Russian born composer who scored Hollywood
Born of Jewish parents in the Russian Empire’s city of Kremenchuk (now Ukraine) in 1894 (or 1899 – as listed in his passport) he became one of the most distinguished and beloved Hollywood’s composers.
He wrote music to over 100 feature films, and for the most respected directors such as Alfred Hitchcock, Frank Capra and Howard Hawks, who were repeatedly inviting him to work. In the course of his career he was nominated for Academy Awards for scores and songs over a dozen times and took home four of the prestigious statuettes.

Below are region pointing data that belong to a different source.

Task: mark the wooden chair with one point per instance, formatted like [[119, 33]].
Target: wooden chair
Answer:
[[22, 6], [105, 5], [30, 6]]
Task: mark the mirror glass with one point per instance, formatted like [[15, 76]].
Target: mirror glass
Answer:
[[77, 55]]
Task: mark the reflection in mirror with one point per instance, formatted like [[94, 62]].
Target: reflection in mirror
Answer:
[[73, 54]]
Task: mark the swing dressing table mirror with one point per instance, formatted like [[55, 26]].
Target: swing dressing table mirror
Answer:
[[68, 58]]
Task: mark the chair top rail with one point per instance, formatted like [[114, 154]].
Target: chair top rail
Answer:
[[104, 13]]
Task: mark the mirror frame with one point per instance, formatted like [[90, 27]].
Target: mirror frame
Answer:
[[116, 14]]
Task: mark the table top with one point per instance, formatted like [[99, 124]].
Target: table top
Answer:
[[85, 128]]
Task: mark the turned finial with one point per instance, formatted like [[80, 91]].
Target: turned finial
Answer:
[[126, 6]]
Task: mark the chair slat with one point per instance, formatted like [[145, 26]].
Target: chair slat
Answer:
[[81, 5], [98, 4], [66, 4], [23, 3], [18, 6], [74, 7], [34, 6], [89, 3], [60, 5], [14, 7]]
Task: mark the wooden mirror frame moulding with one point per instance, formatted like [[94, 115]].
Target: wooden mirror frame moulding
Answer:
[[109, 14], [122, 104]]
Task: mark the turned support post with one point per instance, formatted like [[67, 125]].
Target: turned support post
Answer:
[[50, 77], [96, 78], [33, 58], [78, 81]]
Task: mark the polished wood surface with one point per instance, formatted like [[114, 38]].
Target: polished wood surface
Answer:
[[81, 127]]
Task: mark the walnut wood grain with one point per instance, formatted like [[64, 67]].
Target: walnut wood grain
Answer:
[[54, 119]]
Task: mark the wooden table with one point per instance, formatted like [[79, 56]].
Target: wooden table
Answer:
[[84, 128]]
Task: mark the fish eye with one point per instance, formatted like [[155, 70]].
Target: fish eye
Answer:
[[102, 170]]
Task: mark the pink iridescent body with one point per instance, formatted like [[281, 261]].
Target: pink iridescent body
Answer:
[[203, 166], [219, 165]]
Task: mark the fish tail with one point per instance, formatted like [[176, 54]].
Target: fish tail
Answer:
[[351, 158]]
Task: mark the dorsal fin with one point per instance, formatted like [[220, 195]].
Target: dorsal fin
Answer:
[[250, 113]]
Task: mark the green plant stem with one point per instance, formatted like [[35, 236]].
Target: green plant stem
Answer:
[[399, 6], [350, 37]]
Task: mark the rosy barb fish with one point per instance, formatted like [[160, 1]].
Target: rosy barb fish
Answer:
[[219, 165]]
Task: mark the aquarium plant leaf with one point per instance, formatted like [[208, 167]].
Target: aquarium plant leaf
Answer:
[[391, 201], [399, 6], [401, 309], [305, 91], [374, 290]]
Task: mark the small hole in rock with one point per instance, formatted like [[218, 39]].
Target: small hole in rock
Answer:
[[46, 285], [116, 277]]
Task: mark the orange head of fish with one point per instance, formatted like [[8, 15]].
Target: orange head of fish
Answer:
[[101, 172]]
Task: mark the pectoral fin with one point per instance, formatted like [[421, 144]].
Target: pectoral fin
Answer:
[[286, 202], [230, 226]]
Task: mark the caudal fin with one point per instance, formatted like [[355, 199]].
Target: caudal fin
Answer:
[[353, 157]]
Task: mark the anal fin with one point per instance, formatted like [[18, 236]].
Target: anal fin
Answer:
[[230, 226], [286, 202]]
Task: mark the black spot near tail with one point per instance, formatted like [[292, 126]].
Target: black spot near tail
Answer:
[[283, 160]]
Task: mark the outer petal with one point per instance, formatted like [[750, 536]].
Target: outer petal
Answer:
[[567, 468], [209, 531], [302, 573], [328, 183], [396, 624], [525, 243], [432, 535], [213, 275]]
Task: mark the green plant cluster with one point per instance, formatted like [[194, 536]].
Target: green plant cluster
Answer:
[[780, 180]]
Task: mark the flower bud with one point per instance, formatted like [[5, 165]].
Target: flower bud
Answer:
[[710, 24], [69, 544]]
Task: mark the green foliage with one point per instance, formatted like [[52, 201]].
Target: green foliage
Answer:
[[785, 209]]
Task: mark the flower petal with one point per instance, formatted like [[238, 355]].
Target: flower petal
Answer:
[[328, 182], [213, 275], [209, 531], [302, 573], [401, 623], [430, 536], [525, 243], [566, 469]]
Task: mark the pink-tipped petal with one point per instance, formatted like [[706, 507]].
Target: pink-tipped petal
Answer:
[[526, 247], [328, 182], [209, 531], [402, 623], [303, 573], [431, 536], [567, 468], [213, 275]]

He came to St. Petersburg when music and theatre art was flourishing in Russia. He spent his best student years studying piano under Felix Blumenfeld and harmony and counterpoint with Aleksandr Glazunov at the St.Petersburg Conservatory. As a student, Tiomkin earned money playing piano for silent films.
“Stray Dog” café in St. Petersburg, a place that in the beginning of the 20th century was a meeting point for the most prominent writers, poets, musicians and other artists, crossed Tiomkin’s path with another gifted Conservatory student, Sergey Prokofiev, and dancer Michel Fokine.
Like many Jewish Russians, he immigrated to Western Europe after the violent policy of the Russian Revolution. In 1924 Tiomkin left for Berlin. The young Tiomkin’s name numerously appeared in playbills, including being a piano soloist with the Berlin Philharmonic. Traveling on to Paris, the City of Lights, he became popular for performing contemporary Russian, German and French musical works.
Moving to Hollywood in 1930, along with his wife ballerina and choreographer Albertina Raasch, Tiomkin sold several original jazz compositions to Metro Goldwyn Mayer. Soon he understood that film music was becoming a new art for the new technology of talking motion pictures. Tiomkin composed a score for an early version of Resurrection (1931) and a charming adaptation of Alice in Wonderland (1933).
In 1937 Tiomkin became a U.S. citizen.
The film “Lost Horizon” (1937) gave start to Tiomkin’s cooperation with director Frank Capra, which unfortunately ended in bitterness due to artistic clashes on the set of “It's a Wonderful Life” (1946). Fred Zinnemann's High Noon (1952), won the composer a Best Song Oscar for “Do Not Forsake Me, Oh My Darlin'” (with Ned Washington). Tiomkin remained active in films until 1970, the year that he produced, directed, and orchestrated the U.S./Soviet co-production “Tschaikovsky”.
Whatever the genre, be it a Western, a comedy, or a war documentary, Tiomkin’s talent and his sense of art helped to complete a film, each time bringing an unforgettable mood to his music.
Considering his brilliant scores and songs written over a 40-year career, it is no surprise that Tiomkin deserved and received renown in cinema circles.